If speaking is intercourse for the dressed, Henry certainly had a good time; and these histrionic rambles at lunchtime were enjoyable and relaxing for me. When Maria was washing up and Henry and I were glancing through the sports pages, or looking at the line of gently nodding sun-flowers my son, Rafi, had planted against the back wall of my little garden, Henry became less ecstatic.
“I know you don’t work at lunchtime. You have your salad. You have wine. We talk rubbish, or at least I do. You just discuss Manchester United and the minds of the players and manager, then you take your walk. Hear me, though.
“You know I hate to be alone. I go mad in the silence. Luckily, my boy, Sam, has been living at my place for nearly a year. It was a breakthrough in our relationship when he decided he couldn’t bear to pay rent or bills. That brat has had one of the finest educations his mother’s money could buy.
“His childhood was dedicated to electronic devices, and as I might have told you, he’s doing well in trash TV, working for a company that specialises in showing disfigurements and plastic surgery. What do they call it, car-crash television? You know what he said the other day? ‘Dad, don’t you know? The era of high art is over.’”

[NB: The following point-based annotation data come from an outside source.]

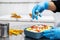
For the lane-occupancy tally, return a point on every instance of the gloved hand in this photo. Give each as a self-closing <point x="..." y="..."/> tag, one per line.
<point x="52" y="34"/>
<point x="38" y="9"/>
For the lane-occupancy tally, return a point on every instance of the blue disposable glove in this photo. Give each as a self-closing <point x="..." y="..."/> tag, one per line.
<point x="38" y="9"/>
<point x="52" y="34"/>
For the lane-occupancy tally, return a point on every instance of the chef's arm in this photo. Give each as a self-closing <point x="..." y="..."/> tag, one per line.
<point x="52" y="6"/>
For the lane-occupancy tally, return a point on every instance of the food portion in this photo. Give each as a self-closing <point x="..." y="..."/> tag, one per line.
<point x="30" y="14"/>
<point x="15" y="32"/>
<point x="14" y="15"/>
<point x="40" y="28"/>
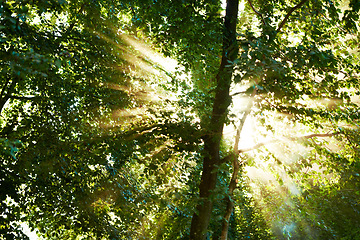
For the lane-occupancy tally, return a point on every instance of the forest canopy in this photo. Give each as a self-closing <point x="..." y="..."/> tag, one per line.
<point x="158" y="119"/>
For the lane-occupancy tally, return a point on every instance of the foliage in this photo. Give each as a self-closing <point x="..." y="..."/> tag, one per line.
<point x="88" y="153"/>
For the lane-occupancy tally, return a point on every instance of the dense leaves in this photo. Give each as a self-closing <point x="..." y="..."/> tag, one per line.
<point x="92" y="148"/>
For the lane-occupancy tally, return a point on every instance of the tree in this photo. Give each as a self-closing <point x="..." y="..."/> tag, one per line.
<point x="75" y="147"/>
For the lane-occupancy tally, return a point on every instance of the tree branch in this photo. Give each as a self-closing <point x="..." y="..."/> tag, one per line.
<point x="259" y="14"/>
<point x="256" y="146"/>
<point x="289" y="13"/>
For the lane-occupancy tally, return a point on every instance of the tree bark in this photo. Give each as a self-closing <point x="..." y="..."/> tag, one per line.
<point x="201" y="217"/>
<point x="236" y="167"/>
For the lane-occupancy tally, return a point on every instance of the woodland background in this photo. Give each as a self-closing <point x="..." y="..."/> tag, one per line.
<point x="159" y="119"/>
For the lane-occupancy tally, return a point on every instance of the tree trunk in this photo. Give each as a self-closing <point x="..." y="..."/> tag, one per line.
<point x="236" y="167"/>
<point x="201" y="217"/>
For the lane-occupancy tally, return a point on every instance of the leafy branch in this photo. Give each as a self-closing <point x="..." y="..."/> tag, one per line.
<point x="289" y="13"/>
<point x="257" y="12"/>
<point x="301" y="138"/>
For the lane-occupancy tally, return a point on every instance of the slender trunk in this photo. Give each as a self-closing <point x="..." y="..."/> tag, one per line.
<point x="6" y="91"/>
<point x="236" y="167"/>
<point x="201" y="217"/>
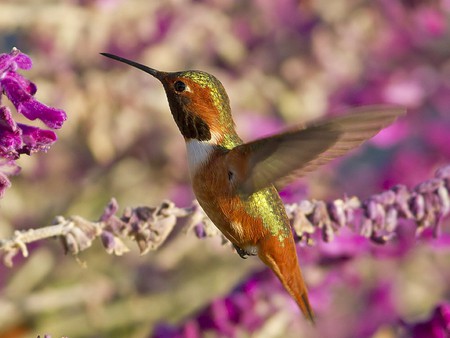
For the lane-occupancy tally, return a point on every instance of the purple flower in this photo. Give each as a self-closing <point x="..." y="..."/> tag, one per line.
<point x="17" y="138"/>
<point x="437" y="326"/>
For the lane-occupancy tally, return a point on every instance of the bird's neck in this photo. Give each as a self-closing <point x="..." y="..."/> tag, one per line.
<point x="200" y="152"/>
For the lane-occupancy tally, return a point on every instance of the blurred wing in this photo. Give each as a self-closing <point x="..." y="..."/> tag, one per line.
<point x="281" y="158"/>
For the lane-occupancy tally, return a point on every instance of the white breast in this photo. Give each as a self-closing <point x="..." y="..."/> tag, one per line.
<point x="198" y="153"/>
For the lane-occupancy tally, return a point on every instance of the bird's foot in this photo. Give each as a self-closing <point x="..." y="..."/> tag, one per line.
<point x="244" y="253"/>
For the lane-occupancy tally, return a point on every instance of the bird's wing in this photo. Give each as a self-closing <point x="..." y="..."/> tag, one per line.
<point x="281" y="158"/>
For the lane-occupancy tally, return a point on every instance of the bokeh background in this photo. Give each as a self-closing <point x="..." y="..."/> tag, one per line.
<point x="282" y="62"/>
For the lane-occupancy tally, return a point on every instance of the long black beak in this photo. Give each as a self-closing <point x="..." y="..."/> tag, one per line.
<point x="146" y="69"/>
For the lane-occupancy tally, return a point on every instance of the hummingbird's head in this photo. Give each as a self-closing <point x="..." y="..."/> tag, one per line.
<point x="197" y="100"/>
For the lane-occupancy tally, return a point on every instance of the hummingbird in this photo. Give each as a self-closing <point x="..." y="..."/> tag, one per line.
<point x="237" y="183"/>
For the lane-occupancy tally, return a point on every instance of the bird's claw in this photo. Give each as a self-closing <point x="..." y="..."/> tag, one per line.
<point x="244" y="253"/>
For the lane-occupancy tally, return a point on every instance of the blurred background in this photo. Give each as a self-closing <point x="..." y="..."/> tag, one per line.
<point x="282" y="62"/>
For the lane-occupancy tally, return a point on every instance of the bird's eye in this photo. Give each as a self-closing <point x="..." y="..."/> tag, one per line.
<point x="179" y="86"/>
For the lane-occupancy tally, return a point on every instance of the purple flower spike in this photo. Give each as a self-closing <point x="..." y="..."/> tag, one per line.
<point x="27" y="105"/>
<point x="15" y="138"/>
<point x="438" y="326"/>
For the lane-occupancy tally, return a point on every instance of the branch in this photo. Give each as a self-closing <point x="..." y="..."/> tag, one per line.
<point x="376" y="219"/>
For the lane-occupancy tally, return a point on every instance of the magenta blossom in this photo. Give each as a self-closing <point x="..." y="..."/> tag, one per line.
<point x="16" y="138"/>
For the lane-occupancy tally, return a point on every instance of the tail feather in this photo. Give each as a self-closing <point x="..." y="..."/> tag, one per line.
<point x="288" y="272"/>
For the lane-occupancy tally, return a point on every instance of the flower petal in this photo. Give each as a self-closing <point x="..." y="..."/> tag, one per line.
<point x="36" y="139"/>
<point x="30" y="107"/>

“You believe him?” I asked.
“What a large bite that was, torn from the middle of my existence. Everything I’ve believed in. How come both my children hate high culture? Lisa is a virtuoso of virtue, existing on a diet of beans and purified water. Even her dildos are organic, I’m sure. I dragged her into the Opera House one night, and as we sank sighing into the velvet she became giddy and delirious, so rococo did she find it. I took a bet on how long it would be before she used the word
elitist
. She had to leave at the interval. My other kid adores kitsch!”
“So?”
He went on. “At least the boy’s healthy, vigorous and not as stupid as he’d have you believe. He comes to live with me and brings a girlfriend to stay, when she’s in London. But he has other girlfriends. We go to the theatre, to a restaurant, he makes more girlfriends in front of me. You know I was considering a production, in the far, unimaginable future, of
Don Giovanni
. I lie in bed in the room next to his, wearing headphones, crying for the Don, trying to see it. Most nights Sam makes love. At the beginning of the night, in the middle, and just for luck in the morning. I hear it, I overhear it. I can’t escape the fluttering moans. The music of love without the terror and premature ejaculations I experienced as a young man, and indeed as a middle-aged one.

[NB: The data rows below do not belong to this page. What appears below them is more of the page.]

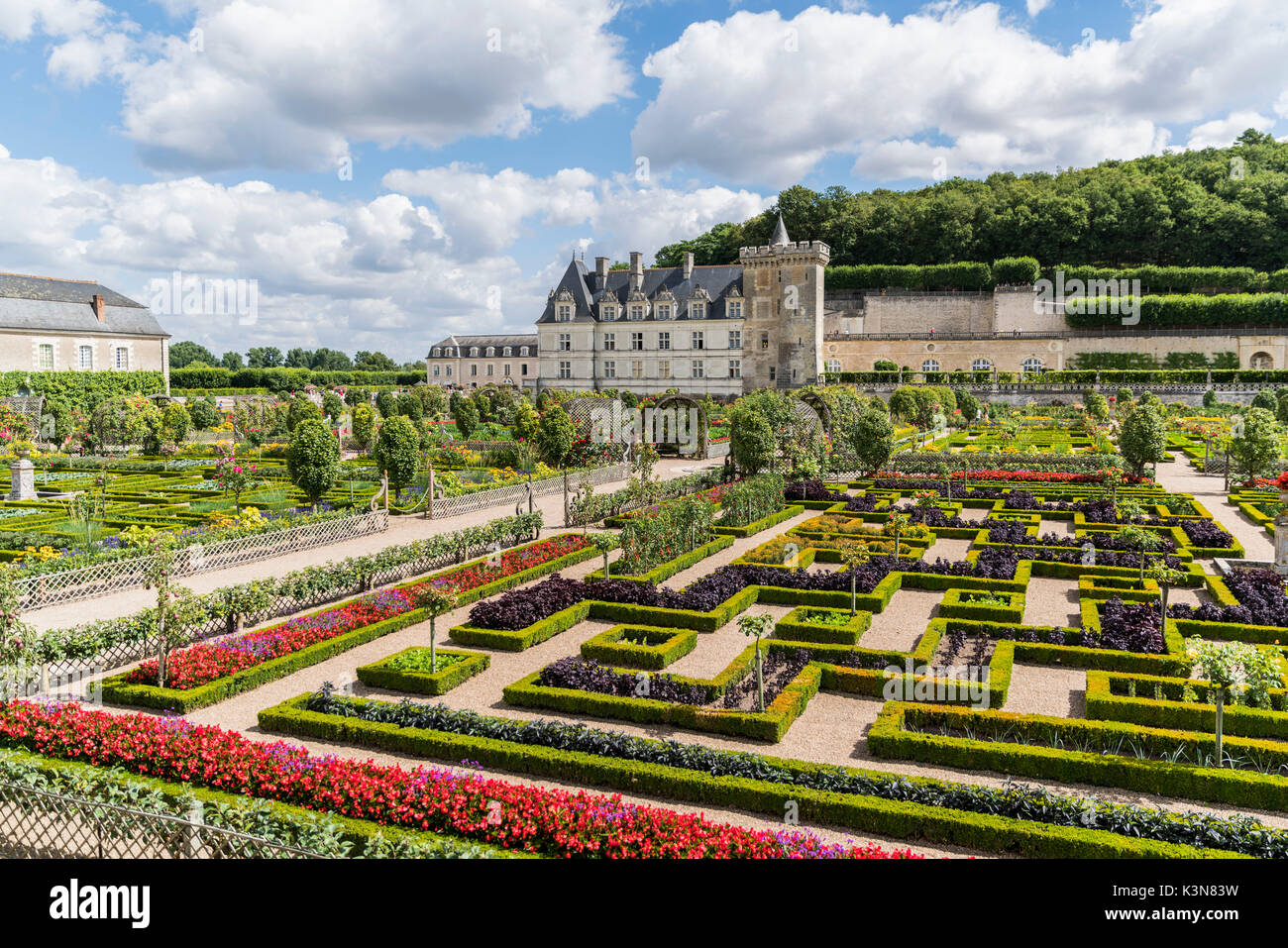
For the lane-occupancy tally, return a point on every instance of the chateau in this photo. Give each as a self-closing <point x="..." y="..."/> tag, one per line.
<point x="704" y="330"/>
<point x="53" y="325"/>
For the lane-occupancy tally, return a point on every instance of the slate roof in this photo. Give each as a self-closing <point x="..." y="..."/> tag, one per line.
<point x="43" y="304"/>
<point x="497" y="342"/>
<point x="719" y="281"/>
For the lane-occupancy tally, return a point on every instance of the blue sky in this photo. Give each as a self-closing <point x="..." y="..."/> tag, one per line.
<point x="492" y="141"/>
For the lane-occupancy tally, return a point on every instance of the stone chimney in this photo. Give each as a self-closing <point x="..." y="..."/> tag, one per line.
<point x="636" y="270"/>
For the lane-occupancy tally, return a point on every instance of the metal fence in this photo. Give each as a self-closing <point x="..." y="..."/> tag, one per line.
<point x="103" y="579"/>
<point x="44" y="824"/>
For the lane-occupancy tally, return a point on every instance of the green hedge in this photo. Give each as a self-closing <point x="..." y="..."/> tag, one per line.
<point x="384" y="674"/>
<point x="864" y="814"/>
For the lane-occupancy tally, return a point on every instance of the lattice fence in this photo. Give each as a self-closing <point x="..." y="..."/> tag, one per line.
<point x="278" y="607"/>
<point x="103" y="579"/>
<point x="43" y="824"/>
<point x="518" y="493"/>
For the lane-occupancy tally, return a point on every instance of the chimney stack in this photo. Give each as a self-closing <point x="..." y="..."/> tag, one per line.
<point x="636" y="270"/>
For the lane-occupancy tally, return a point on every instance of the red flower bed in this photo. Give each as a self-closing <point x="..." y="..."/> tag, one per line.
<point x="549" y="822"/>
<point x="201" y="664"/>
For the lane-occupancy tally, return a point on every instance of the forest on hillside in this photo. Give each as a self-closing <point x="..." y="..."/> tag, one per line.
<point x="1214" y="207"/>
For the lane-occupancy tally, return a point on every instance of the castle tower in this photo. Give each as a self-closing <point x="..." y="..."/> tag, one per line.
<point x="784" y="285"/>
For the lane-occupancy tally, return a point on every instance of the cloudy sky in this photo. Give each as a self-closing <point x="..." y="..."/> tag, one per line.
<point x="394" y="170"/>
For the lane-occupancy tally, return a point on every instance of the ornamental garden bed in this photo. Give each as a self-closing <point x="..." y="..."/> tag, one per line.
<point x="209" y="673"/>
<point x="410" y="670"/>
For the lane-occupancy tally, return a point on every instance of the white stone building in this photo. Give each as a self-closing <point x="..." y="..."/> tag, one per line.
<point x="703" y="330"/>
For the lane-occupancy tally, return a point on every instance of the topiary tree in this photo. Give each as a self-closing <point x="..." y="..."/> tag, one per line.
<point x="437" y="599"/>
<point x="397" y="451"/>
<point x="554" y="436"/>
<point x="204" y="412"/>
<point x="1144" y="438"/>
<point x="386" y="403"/>
<point x="333" y="406"/>
<point x="364" y="425"/>
<point x="312" y="459"/>
<point x="175" y="423"/>
<point x="300" y="408"/>
<point x="758" y="626"/>
<point x="854" y="556"/>
<point x="751" y="440"/>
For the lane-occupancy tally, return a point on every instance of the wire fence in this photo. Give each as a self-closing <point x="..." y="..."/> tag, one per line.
<point x="44" y="824"/>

“Then I see the girls at breakfast, matching the faces to the cries. There’s one, the most regular, a ‘writer’ for fashion magazines, with this puff of screwed-up blond hair. She wears mules and a red satin dressing gown, which falls open as I am about to penetrate my egg. For one kiss from such a chick you would flood St. Mark’s or burn a hundred Vermeers, if there are a hundred. This,” he said, finally, “is a kind of hell, even for a mature man like me, used to taking the blows and carrying on like a true soldier of the arts.”
“I can see that.”
He said with comical pretentiousness, as though he were me, with a patient, “What does it make you feel?”
“It makes me laugh my head off.”
“I read these contemporary books to see what’s happening. I wouldn’t dream of buying them, the publishers send them over, and they’re full of people sexing. These are irregular pleasures, my friend, involving she-men, stuff like that, and people wee-weeing on one another or wearing military fatigues, pretending to be Serb fighters, and worse. You wouldn’t believe what people are up to out there. But are they really? Not that you would let on.”